To solve the problem of finding the maximum frequency and minimum wavelength of X-rays produced by 30 kV electrons, we will follow these steps: ### Step 1: Calculate the Energy of the Electrons The energy \( E \) of the electrons can be calculated using the formula: \[ E = qV \] where: - \( q \) is the charge of an electron (\( 1.6 \times 10^{-19} \, \text{C} \)) - \( V \) is the potential difference (30 kV or \( 3 \times 10^4 \, \text{V} \)) Substituting the values: \[ E = (1.6 \times 10^{-19} \, \text{C}) \times (3 \times 10^4 \, \text{V}) = 4.8 \times 10^{-15} \, \text{J} \] ### Step 2: Calculate the Maximum Frequency The maximum frequency \( \nu \) of the X-rays can be found using the relation: \[ E = h\nu \] where \( h \) is Planck's constant (\( 6.63 \times 10^{-34} \, \text{Js} \)). Rearranging the equation gives: \[ \nu = \frac{E}{h} \] Substituting the values: \[ \nu = \frac{4.8 \times 10^{-15} \, \text{J}}{6.63 \times 10^{-34} \, \text{Js}} \approx 7.24 \times 10^{18} \, \text{Hz} \] ### Step 3: Calculate the Minimum Wavelength The minimum wavelength \( \lambda \) can be calculated using the relationship between wavelength and frequency: \[ \lambda = \frac{c}{\nu} \] where \( c \) is the speed of light (\( 3 \times 10^8 \, \text{m/s} \)).
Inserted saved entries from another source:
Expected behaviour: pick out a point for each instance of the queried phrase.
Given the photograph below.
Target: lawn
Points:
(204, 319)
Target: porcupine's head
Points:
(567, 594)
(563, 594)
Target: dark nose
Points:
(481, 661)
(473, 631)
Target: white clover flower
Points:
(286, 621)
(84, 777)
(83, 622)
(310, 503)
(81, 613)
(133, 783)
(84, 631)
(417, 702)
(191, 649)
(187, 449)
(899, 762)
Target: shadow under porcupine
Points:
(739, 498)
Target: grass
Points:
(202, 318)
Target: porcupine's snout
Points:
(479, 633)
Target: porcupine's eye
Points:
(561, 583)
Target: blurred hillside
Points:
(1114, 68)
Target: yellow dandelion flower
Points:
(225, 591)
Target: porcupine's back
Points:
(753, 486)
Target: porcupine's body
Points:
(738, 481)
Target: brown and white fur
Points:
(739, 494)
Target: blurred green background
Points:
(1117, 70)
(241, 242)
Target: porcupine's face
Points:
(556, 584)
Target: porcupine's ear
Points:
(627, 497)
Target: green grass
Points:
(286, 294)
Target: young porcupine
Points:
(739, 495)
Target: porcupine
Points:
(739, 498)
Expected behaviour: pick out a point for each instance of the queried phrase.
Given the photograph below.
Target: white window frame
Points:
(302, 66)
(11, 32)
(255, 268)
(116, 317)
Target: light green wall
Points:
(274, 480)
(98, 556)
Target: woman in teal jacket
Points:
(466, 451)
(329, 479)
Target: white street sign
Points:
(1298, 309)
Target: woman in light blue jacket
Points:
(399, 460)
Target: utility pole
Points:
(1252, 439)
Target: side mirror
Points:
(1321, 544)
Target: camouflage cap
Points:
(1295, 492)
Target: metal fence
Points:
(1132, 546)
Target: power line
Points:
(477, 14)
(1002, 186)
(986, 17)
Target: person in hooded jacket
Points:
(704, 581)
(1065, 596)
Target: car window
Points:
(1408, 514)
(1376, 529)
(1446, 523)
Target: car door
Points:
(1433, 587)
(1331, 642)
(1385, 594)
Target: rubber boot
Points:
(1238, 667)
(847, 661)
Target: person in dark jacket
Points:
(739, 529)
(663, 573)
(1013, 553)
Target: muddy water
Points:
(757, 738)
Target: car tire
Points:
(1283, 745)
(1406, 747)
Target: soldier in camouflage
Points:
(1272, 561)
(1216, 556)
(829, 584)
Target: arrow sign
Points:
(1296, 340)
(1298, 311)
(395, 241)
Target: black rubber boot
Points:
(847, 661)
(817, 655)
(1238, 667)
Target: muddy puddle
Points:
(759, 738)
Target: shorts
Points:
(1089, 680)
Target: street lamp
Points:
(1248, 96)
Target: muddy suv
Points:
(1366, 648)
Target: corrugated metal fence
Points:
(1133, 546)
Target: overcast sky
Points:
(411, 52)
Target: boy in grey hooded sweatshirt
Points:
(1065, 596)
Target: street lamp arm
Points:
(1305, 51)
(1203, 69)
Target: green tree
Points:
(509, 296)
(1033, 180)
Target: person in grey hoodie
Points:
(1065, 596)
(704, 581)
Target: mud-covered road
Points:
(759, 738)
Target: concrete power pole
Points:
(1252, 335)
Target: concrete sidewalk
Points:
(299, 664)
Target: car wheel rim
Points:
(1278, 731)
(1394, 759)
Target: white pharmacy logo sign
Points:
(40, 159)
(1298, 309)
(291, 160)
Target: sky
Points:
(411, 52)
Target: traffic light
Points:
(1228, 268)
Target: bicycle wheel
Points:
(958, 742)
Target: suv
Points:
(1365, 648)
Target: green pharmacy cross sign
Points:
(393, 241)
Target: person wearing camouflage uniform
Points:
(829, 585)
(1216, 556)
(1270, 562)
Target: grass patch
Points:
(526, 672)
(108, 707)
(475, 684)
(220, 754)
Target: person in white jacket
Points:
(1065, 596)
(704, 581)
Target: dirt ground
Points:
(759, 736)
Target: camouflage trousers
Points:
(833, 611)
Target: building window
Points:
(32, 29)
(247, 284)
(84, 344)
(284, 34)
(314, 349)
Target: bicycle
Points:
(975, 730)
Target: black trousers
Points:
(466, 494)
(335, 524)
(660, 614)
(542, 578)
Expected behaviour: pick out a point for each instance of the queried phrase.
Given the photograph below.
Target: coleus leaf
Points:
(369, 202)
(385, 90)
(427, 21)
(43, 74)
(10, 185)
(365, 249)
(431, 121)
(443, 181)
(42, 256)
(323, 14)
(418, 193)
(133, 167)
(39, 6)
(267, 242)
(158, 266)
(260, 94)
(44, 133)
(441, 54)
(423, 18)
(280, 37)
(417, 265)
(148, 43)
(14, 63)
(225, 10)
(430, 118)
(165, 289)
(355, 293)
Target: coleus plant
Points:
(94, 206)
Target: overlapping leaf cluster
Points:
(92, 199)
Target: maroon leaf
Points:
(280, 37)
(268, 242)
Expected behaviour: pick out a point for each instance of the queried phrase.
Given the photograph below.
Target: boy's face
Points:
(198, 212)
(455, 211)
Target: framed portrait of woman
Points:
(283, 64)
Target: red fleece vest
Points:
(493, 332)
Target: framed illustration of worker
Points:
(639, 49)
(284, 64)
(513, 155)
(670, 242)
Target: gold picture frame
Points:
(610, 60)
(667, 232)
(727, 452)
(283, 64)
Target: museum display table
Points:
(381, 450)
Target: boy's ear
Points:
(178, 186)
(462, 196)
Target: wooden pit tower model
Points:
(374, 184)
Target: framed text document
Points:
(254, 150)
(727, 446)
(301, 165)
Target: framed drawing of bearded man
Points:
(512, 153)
Substituting the values: \[ \lambda = \frac{3 \times 10^8 \, \text{m/s}}{7.24 \times 10^{18} \, \text{Hz}} \approx 4.14 \times 10^{-11} \, \text{m} \] To convert this to Angstroms (1 Angstrom = \( 10^{-10} \, \text{m} \)): \[ \lambda \approx 0.414 \, \text{Å} \] ### Final Answers (a) Maximum frequency \( \nu \approx 7.24 \times 10^{18} \, \text{Hz} \) (b) Minimum wavelength \( \lambda \approx 0.414 \, \text{Å} \) ---